What is called the “model minority” is actually something like some of the cream rising to the top because of factors such as: personal ambition and hard work, parental ambition pushing the child into hard work, parental money buying the way to good grades and success, parental involvement in education, family view of education as the key to success, love of learning, and so forth.
Most of these are found in homeschooling families. The trend in the rest of America is away from these values. Just look at the parents who complain about too much homework or who are non-participants in their kids’ education unless sports is involved, and sometimes not even then.
Resurrect the value for education in America and watch the “model minority” be just another “minority”.
“Third generation Asian-American”.
I wonder how long it takes to become “American”. Three generations is a long time.
On reflection, I realize that I’m only a third generation American myself. But I’d never thought that anyone was counting; I certainly wasn’t.
So. Are Asians part of the Affirmative Action gravy train? I was under the impression that officialdom had squeezed them out somehow. But they couldn’t very well be models, then.
Of course women are on it, so “Asian-American” women would be, too.
Racism against certain groups is always permitted by the progressive liberals.
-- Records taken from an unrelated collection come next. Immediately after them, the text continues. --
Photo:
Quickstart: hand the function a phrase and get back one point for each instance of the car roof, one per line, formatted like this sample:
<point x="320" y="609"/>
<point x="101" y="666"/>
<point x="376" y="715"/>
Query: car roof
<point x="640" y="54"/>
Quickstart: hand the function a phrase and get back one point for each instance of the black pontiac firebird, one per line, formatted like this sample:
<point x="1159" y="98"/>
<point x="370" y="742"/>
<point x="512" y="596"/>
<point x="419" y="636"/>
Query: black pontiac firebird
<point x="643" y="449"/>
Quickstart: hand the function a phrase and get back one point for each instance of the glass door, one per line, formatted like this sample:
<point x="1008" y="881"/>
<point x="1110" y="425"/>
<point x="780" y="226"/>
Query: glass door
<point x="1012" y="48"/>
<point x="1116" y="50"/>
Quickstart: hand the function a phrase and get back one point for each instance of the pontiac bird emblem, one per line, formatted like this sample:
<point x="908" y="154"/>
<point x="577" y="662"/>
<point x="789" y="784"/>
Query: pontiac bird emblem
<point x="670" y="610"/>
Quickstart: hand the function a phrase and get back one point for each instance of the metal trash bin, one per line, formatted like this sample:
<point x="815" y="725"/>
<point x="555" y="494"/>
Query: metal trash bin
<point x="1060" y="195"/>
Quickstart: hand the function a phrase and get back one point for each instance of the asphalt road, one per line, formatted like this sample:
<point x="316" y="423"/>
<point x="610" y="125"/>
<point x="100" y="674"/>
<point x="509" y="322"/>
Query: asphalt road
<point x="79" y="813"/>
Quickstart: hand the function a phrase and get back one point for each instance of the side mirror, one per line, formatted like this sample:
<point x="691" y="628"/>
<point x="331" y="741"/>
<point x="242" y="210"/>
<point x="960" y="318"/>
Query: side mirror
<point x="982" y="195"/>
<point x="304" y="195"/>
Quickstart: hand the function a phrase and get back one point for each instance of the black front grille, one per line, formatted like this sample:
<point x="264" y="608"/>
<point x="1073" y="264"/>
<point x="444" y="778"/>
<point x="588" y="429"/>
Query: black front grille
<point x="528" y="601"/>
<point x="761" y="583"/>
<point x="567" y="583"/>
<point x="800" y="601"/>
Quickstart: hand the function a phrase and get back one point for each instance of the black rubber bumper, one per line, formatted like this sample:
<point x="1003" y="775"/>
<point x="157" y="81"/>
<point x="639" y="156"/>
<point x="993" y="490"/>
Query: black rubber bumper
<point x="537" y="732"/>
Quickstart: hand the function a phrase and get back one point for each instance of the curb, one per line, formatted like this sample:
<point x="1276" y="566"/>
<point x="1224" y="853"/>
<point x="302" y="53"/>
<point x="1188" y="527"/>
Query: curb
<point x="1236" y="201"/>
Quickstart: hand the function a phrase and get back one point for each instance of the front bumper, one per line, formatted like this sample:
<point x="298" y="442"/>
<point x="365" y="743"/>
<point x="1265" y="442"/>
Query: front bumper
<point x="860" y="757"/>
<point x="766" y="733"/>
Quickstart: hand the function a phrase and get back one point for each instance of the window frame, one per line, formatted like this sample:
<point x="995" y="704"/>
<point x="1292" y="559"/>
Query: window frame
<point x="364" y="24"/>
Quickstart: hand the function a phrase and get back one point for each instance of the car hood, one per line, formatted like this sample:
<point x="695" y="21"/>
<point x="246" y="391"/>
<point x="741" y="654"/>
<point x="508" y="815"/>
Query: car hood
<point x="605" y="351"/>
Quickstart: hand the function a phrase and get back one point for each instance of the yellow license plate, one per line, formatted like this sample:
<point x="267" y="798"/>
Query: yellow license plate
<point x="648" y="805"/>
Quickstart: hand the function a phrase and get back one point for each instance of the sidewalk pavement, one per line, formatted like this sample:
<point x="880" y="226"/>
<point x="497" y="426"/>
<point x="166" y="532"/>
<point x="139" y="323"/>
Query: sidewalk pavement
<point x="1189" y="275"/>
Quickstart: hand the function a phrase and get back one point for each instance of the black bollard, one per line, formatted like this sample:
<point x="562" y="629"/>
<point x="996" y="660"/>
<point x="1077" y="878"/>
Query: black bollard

The Ivies and many other top schools limit the number of Asian students in order to promote “diversity”. It is to her credit that she did not use this as evidence of racism.
We all know that certain minorities would never pass up the chance to make a claim of racism. Those seem to be the same minorities who regularly assault Asian students solely because they are Asian. Not a front page story?
As I said, racism against certain groups is always permitted by the progressive liberals and the mainstream media promotes it any way they can.